This week has been filled with legislation, both on the federal and the state level. Two Senate Committees approved significant financial reform legislation this week, paving the way for the sweeping financial reforms long discussed to head to the Senate floor. The Restoring American Financial Stability Act (S 3127), introduced by Senate Banking Committee Chairman Chris Dodd (D-CT), would establish the Consumer Financial Protection Agency (CFPA) as well as the requirement that lenders retain a portion of every mortgage sold or securitized passed the Senate Banking Committee.

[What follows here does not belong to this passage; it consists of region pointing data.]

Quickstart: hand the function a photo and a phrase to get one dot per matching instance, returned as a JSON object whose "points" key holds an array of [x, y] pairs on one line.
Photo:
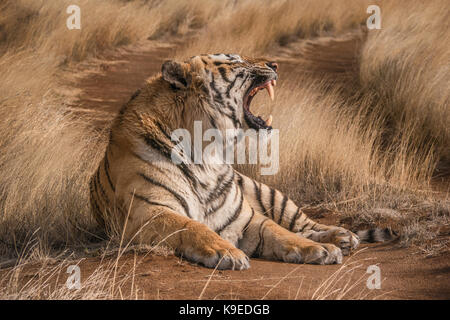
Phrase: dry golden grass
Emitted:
{"points": [[378, 141]]}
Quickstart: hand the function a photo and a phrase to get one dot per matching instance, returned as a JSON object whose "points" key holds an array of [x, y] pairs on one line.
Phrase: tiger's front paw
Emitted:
{"points": [[342, 238]]}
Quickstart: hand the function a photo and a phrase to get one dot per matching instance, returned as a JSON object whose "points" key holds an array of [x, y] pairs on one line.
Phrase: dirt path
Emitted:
{"points": [[406, 273]]}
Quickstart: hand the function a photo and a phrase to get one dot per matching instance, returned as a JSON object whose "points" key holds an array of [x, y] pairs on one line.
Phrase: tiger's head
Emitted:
{"points": [[223, 86]]}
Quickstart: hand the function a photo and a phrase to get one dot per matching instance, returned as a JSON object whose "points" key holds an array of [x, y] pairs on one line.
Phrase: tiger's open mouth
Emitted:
{"points": [[256, 122]]}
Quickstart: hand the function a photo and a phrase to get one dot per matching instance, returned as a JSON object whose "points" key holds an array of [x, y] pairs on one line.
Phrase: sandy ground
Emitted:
{"points": [[406, 273]]}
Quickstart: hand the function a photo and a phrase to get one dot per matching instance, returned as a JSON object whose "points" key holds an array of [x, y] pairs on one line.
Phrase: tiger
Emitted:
{"points": [[210, 214]]}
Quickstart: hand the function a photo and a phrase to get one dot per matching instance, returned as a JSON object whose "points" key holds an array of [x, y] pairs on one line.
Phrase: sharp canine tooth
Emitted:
{"points": [[270, 90]]}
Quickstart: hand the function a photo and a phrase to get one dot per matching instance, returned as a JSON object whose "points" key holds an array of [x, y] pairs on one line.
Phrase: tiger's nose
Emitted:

Meanwhile, the Senate Agricultural Committee published the Wall Street Transparency and Accountability Act of 2010. Introduced by its chair, Senator Blanche Lincoln (D-AR), the bill would mandate clearing and trading requirements, require the real-time reporting of derivatives, and prohibit the FDIC from providing bailout funds to financial firms that engage in “risky derivatives deals.”
On a state level, Arizona House Bill 2242 was passed by the Arizona House of Representatives by a vote of 41-14 with 5 abstentions on Tuesday and sent to the Governor for her signature. The Senate had already approved the bill, sponsored by Rep. Bill Konopnicki, last week.
HB 2242 requires that prospective borrowers receive counseling from an independent third party who is not affiliated with the reverse mortgage originator or lender. In addition, the bill requires that at least ten days before closing the originator provide the borrower with a statement informing the borrower that his/her liability under a reverse mortgage is limited and outlining the borrowers rights, obligations and remedies with respect to the reverse mortgage loan. It is explicitly stated in the legislation that these include temporary absences from the home, late payments, and payment default by the originator. Finally, the lender is required to disclose all costs charged by the originator in writing.
Back in March, NRMLA had spoken of the need to amend the bill. The Senate introduced several amendments, which were also approved by the House, since that time. These include amendments allowing a lump sum dispersal of proceeds from a reverse mortgage, allowing the property securing the reverse mortgage to be held in trust, and allowing the lender to offer or refer a borrower for title, hazard, flood or other peril insurance, as well other products that are customary under a reverse mortgage loan. This addition is similar to that in the Maryland legislation that was passed last week.